オンプレミスマシンのインフラ要件
このページでは、お客様が管理するベアメタルサーバーまたは仮想マシン上に OpenLM Platform をデプロイするためのハードウェアおよびソフトウェア要件を説明します。
クラスタ構成
OpenLM Platform は Kubernetes 上で動作し、約 150 のマイクロサービス、データインフラ(データベース、メッセージブローカー、キャッシュ)、およびレポートエンジンから構成されます。システムを安定かつ信頼性高く運用するため、ワークロードは責務ごとに専用ノードグループへ分離されます。これにより、レポートのような高負荷処理がコアアプリケーションと競合せず、重要なデータサービスもアプリケーション負荷から隔離されます。
クラスタでは 4 つのノードロールを使います。各ロールは専用マシン群で実行され、ロールは混在させません。
Control plane
Control plane ノードは、Kubernetes のシステムプロセス(API server、etcd、scheduler、controllers)と Ingress controller のみを実行します。アプリケーションワークロードがスケジュールされないよう taint されます。これは必須要件です。Control plane をアプリケーション負荷から切り離すことで、クラスタ安定性と信頼できる Ingress ルーティングを維持します。
Main workload
Main workload ノードでは、OpenLM のアプリケーションマイクロサービス、API gateway、telemetry が動作します。ライセンス管理、identity、管理機能、ユーザー向けサービスなど、プラットフォームの中核ロジックがここで実行されます。
Reporting workload
Reporting ノードは、Spark ETL エンジンとレポートサービス専用です。Spark は使用データを処理し、PostgreSQL または SQL Server にレポート用テーブルを出力します。顧客はこれをダッシュボードやコンプライアンスレポートに利用します。Spark はリソース消費が大きいため、CPU とメモリ競合を避ける目的で専用ノード上で実行します。
Infrastructure
Infrastructure ノードでは、Kafka(メッセージブローカー)、MongoDB、MariaDB または PostgreSQL(運用データベース)、Redis(キャッシュ)といったデータサービスを実行します。これらはシステム内で最も重要なコンポーネントです。いずれかが停止すると、プラットフォーム全体が機能しなくなります。SSD ストレージを持つ専用ノードへ隔離することで、アプリケーション I/O から保護し、一貫したデータベース性能を確保します。
ノード仕様
これは、小規模から中規模負荷の安定した本番デプロイ向け最小構成です。8 ノード構成がベースラインです。Kubernetes が信頼性を維持し、ワークロードを適切にスケジュールし、ノード障害に対応するには十分なノード数が必要です。

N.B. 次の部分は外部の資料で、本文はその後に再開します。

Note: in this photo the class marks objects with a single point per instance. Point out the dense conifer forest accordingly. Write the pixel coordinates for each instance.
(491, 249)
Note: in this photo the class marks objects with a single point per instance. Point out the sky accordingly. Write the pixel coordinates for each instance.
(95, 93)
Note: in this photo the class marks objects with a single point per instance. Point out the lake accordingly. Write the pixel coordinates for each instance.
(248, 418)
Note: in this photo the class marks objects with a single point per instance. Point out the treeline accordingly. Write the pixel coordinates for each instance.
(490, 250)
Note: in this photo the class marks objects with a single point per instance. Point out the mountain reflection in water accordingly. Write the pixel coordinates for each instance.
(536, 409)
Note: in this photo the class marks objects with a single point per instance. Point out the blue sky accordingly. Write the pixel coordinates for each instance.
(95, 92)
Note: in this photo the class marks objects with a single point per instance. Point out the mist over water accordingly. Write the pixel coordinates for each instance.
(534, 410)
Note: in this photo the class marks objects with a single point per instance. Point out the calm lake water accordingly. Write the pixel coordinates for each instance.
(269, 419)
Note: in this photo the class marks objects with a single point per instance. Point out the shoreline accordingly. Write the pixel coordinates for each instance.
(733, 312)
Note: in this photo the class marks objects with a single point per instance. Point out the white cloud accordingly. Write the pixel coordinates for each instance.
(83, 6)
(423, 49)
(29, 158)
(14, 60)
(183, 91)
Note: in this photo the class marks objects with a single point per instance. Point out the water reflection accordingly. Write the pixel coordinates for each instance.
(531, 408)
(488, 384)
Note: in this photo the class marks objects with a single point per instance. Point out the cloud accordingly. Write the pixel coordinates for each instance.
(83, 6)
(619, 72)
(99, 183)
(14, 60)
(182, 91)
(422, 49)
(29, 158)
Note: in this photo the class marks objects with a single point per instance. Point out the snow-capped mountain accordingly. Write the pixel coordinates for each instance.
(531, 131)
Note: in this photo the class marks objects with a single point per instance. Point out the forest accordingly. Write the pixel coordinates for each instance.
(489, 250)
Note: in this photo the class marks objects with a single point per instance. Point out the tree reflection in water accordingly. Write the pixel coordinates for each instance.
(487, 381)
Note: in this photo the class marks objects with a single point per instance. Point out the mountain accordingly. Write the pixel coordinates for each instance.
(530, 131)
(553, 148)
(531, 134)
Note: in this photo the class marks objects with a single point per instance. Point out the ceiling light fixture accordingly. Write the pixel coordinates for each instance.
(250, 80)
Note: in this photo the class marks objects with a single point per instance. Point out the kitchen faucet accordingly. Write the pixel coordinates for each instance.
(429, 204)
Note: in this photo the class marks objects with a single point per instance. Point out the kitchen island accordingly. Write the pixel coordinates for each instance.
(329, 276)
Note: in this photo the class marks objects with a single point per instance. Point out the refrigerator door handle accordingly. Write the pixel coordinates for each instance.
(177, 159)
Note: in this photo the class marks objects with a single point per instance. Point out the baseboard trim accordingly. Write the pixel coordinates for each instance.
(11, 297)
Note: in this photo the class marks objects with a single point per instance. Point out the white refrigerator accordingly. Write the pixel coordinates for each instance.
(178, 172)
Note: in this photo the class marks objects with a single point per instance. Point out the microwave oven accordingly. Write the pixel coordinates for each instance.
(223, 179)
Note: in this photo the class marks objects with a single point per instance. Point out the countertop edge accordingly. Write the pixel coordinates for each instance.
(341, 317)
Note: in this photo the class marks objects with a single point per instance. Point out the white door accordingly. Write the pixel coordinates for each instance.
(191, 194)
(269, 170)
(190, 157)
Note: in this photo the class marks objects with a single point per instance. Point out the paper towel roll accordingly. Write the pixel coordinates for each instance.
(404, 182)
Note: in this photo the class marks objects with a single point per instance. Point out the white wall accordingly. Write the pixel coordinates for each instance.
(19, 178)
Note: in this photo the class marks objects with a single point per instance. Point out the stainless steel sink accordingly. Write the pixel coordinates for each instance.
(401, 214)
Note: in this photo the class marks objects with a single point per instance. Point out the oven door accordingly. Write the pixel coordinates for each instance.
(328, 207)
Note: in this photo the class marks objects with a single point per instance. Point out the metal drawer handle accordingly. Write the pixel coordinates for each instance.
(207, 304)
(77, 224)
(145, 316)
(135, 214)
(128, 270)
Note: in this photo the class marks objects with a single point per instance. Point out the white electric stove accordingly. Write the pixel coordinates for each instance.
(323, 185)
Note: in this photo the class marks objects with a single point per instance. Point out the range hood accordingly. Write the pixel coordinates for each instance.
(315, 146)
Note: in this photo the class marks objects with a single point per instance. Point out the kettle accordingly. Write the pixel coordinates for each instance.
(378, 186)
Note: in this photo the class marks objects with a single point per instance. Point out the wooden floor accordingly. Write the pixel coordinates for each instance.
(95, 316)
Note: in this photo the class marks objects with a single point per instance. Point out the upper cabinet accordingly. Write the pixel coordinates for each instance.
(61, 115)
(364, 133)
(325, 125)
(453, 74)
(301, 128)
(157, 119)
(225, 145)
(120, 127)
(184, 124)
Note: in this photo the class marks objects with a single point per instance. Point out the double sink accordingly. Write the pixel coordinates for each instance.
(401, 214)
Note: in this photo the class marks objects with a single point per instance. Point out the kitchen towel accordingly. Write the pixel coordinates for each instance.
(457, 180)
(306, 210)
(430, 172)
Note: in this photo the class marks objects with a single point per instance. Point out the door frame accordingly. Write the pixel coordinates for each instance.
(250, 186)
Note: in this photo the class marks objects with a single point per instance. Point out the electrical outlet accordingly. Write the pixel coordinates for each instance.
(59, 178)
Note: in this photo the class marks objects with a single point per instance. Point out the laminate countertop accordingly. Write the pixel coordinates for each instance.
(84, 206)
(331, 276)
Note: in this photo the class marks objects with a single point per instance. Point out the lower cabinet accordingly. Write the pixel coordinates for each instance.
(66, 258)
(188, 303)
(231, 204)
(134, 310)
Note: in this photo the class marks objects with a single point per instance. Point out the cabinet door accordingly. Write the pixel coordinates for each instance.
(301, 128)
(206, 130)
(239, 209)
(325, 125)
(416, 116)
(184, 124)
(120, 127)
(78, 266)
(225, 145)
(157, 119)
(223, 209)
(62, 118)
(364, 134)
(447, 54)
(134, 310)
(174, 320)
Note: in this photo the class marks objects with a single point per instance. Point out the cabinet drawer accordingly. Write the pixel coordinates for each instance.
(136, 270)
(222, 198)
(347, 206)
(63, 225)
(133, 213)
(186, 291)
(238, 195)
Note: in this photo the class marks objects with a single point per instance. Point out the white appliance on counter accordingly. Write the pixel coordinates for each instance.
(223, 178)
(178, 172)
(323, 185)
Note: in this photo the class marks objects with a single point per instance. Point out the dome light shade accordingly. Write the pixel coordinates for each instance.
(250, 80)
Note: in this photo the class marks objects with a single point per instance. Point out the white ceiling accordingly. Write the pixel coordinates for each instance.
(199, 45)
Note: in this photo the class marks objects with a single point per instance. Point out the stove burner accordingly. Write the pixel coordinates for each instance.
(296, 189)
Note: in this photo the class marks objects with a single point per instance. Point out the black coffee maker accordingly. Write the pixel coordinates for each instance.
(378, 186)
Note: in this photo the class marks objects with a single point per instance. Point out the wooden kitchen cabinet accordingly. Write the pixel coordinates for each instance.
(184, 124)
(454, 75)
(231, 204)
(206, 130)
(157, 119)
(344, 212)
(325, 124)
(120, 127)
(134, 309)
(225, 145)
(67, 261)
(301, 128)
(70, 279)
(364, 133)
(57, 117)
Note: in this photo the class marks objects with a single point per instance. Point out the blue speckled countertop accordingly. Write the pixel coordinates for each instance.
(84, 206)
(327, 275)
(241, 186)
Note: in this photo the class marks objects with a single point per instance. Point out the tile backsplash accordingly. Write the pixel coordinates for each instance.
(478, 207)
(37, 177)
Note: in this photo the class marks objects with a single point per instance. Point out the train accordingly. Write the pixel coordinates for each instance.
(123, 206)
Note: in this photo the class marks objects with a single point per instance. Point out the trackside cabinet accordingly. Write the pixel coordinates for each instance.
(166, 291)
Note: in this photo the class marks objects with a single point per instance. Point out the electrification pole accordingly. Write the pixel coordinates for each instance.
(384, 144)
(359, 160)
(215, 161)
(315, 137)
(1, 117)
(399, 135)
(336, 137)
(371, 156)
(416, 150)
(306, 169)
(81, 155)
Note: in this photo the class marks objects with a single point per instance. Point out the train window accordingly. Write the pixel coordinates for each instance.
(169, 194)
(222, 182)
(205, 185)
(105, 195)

| ロール | 台数 | vCPU | RAM | ストレージ | 備考 |
|---|---|---|---|---|---|
| Control plane | 1 | 4 | 8 GB | 50 GB | Taint 済み、アプリケーションワークロードなし |
| Main workload | 3 | 8 | 16 GB | 50 GB | コアプラットフォームのマイクロサービス |
| Reporting workload | 3 | 8 | 16 GB | 50 GB | Spark ETL とレポートサービス |
| Infrastructure | 1 | 8 | 32 GB | 300 GB(SSD) | データベース、Kafka、Redis |
合計: 8 ノード、68 vCPU、136 GB RAM、950 GB ストレージ
Infrastructure ノードには、データベース性能のため SSD ストレージが必要です。他のノードでは OS とコンテナイメージ用の 50 GB があれば十分で、永続データは保持しません。
インフラサービス
次のサービスが Infrastructure ノード上で動作します。
| サービス | 用途 | 想定ストレージ |
|---|---|---|
| Kafka | マイクロサービス間イベントストリーミング | 100 GB 以上 |
| MongoDB | ドキュメントストレージ | 20 GB 以上 |
| MariaDB または PostgreSQL | 運用データベースと identity データベース | 50 GB 以上 |
| PostgreSQL または SQL Server | レポートデータベース(Spark ETL 出力先) | 50 GB 以上 |
| Redis | キャッシュおよびセッションストレージ | 最小限 |
永続ストレージ総量: Infrastructure ノード上で約 250 から 400 GB。
オペレーティングシステム
RHEL 系ディストリビューションを使用します。
- 推奨: AlmaLinux 9
- 代替: RHEL 9 または Rocky Linux 9
Kubernetes ディストリビューション
オンプレミスデプロイでは、CNCF 準拠の任意の Kubernetes ディストリビューションが利用可能です(例: MicroK8s、kubeadm、RKE2、K3s)。
最小 Kubernetes バージョン: 1.28 以上。
Storage class
永続ボリューム用に、Infrastructure ノードへ隔離された local-path または同等のストレージプロビジョナーが必要です。
ネットワーク要件
詳細なポート一覧、ファイアウォールルール、ネットワークトポロジーは ネットワーク ページを参照してください。
概要:
- すべてのノードは同一 L2 ネットワーク上に置くか、完全なノード間接続を持つ必要があります
- Control plane ノードで Ingress 用に 80 と 443 番ポートを開放
- ノード間ポート: 6443(API)、8472(VXLAN)、10250(kubelet)、51820(WireGuard)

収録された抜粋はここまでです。